Da anni si parla di biocarburanti e del loro ruolo nel sostituire i combustibili fossili. In molto settori sono una realtà, ma a che punto siamo arrivati?
Se aveste perso il conto degli avvicendamenti nel mondo dei biocarburanti, ci teniamo ad avvisarvi che ci stiamo avvicinando ormai a quella che sarebbe la quarta generazione di tali composti. Ebbene si, sono già state ideate, realizzate e sperimentate quattro diverse alternative per ridurre l’utilizzo di fonti energetiche fossili, ognuna nata con l’intento di far fronte ai limiti posti da quella precedente.
Per iniziare dal principio, parliamo della prima generazione.



La prima generazione
La presa di coscienza sulla responsabilità antropica del surriscaldamento dell’atmosfera per via dell’aumento della concentrazione di CO2 (anidride carbonica), e dell’inevitabile e progressivo esaurimento dei giacimenti di petrolio, gas naturale e carbone innescò la ricerca di nuove fonti energetiche.
Fu così che si iniziò a produrre composti di potere calorifico, ovvero che se bruciati liberano grandi quantità di calore da poter essere convertito in lavoro, a partire dai vegetali. In questo modo si poteva avere una fonte rinnovabile (in quanto coltivabile in tempi brevi) e ridurre le emissioni nette di CO2.
Questa prima generazione di composti era rappresentata da etanolo derivato dalla fermentazione di zuccheri di canna, barbabietola e cereali o da oli combustibili derivati dalla coltivazione di piante come la colza, il girasole, piante della famiglia delle brassicacee e le palme da olio.



La seconda generazione
Nonostante i vantaggi in termini ecologici, queste produzioni necessitano di grandi raccolti che vanno in conflitto con la produzione alimentare, dato che si tratta di piante utili per l’alimentazione umana e animale. Per questi motivi, dopo pochi anni si è giunti ad una seconda generazione di biocarburanti ottenuti da biomasse lignocellulosiche: piantagioni di colture legnose ad alto fusto come il pioppo o il salice, con una resa superiore e con utilizzo unicamente energetico e non alimentare. In questo caso però i problemi principali sono due: il processo chimico per separare la parte utile (cellulosa) da quella non utilizzabile (lignina) e proseguire la trasformazione in biocarburante è complesso; inoltre devono essere ottenuti nuovi spazi per alla coltivazione delle piante utilizzate, che vengono sottratti ad ambienti naturali tramite la deforestazione, compromettendo l’ecosistema in questione. Il caso più tristemente conosciuto è quello della deforestazione di vaste aree di bosco tropicale del sud-est asiatico a favore delle piantagioni di palme da olio, che mette a rischio l’habitat naturale dell’Orango.



La terza generazione
Proseguendo, una terza generazione di biocombustibili in cui è stata riposta fiducia è quella delle alghe, che possono essere coltivate in grandi quantità e in varie condizioni (in mare, laghi o fiumi, in particolari bioreattori, vasche ecc.) senza occupare suolo agricolo o vergine. Inoltre, sono in grado di fornire all’industria entrambi i tipi di composti necessari, sia carboidrati che oli.

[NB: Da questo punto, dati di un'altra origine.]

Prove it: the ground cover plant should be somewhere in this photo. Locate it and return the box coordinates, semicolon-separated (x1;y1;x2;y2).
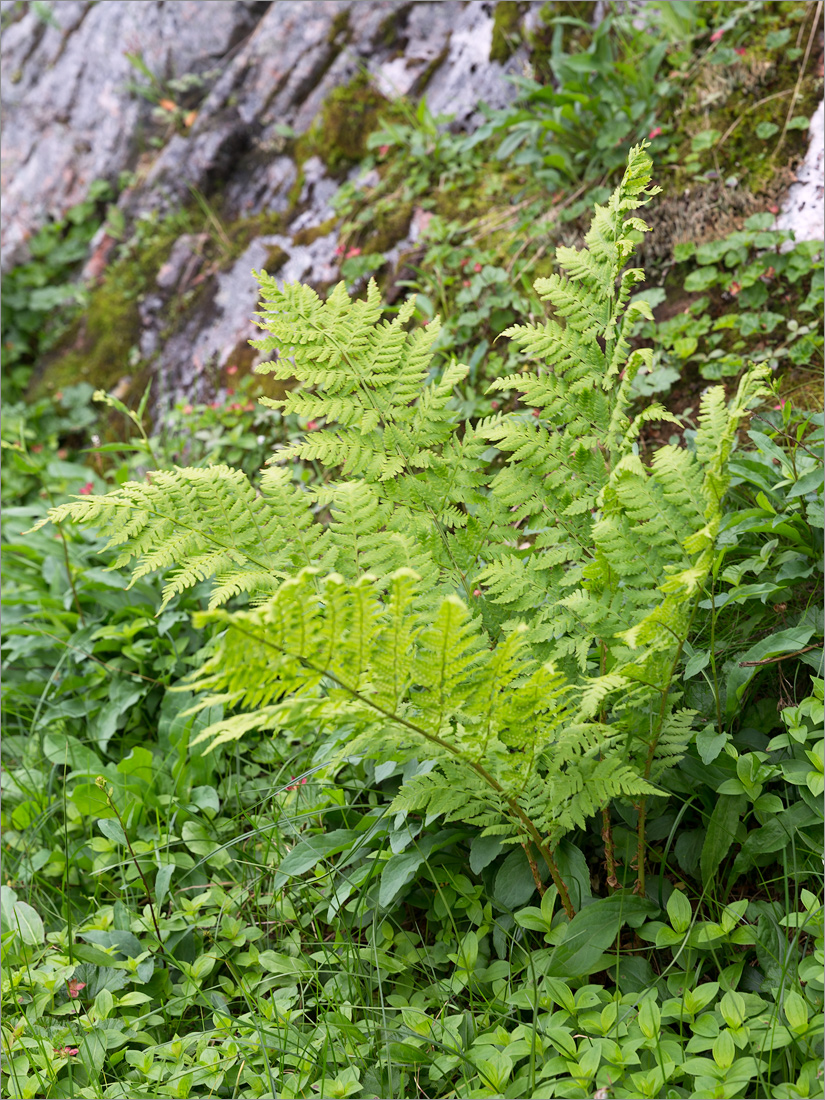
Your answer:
2;135;823;1100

La quarta generazione e il futuro
Ancora più efficiente da un punto di vista pratico ed economico sarebbe l’utilizzo di microorganismi quali batteri e lieviti bioingegnerizzati, protagonisti di una quartagenerazione, in cui unire i processi di fotosintesi e fermentazione per ottenere da loro il prodotto finale su cui effettuare gli ultimi trattamenti, se non quasi pronto all’uso. In questo modo si potrebbero progettare dei veri e propri bioreattori, macchinari dentro i quali far crescere i microorganismi a cui fornire luce e nutrienti perché possano svolgere la loro funzione di produzione del composto chimico di interesse.
Le ultime due tecniche sono oggetto di studi e sperimentazioni e non sono al momento delle soluzioni consolidate per far fronte alle richieste energetiche crescenti della nostra civiltà, mentre le prime due vengono utilizzate da diversi anni, nonostante i non trascurabili problemi che comportano. Sono inoltre oggetto di ricerca le tecniche relative all’utilizzo di biomasse derivanti da rifiuti e scarti agricoli e zootecnici (produzione di biogas in quelle “cupole” bianche che si vedono ogni tanto in campagna). I biocombustibili rimangono ancora una realtà insignificante di fronte all’utilizzo delle fonti fossili e nuove conoscenze sono continuamente acquisite perché una transizione delle fonti energetiche sia possibile, magari mantenendo i pro ed eliminando i contro di ciascuna generazione precedente, in visione di una quinta che possa concertarle tutte insieme per una soluzione ottimale.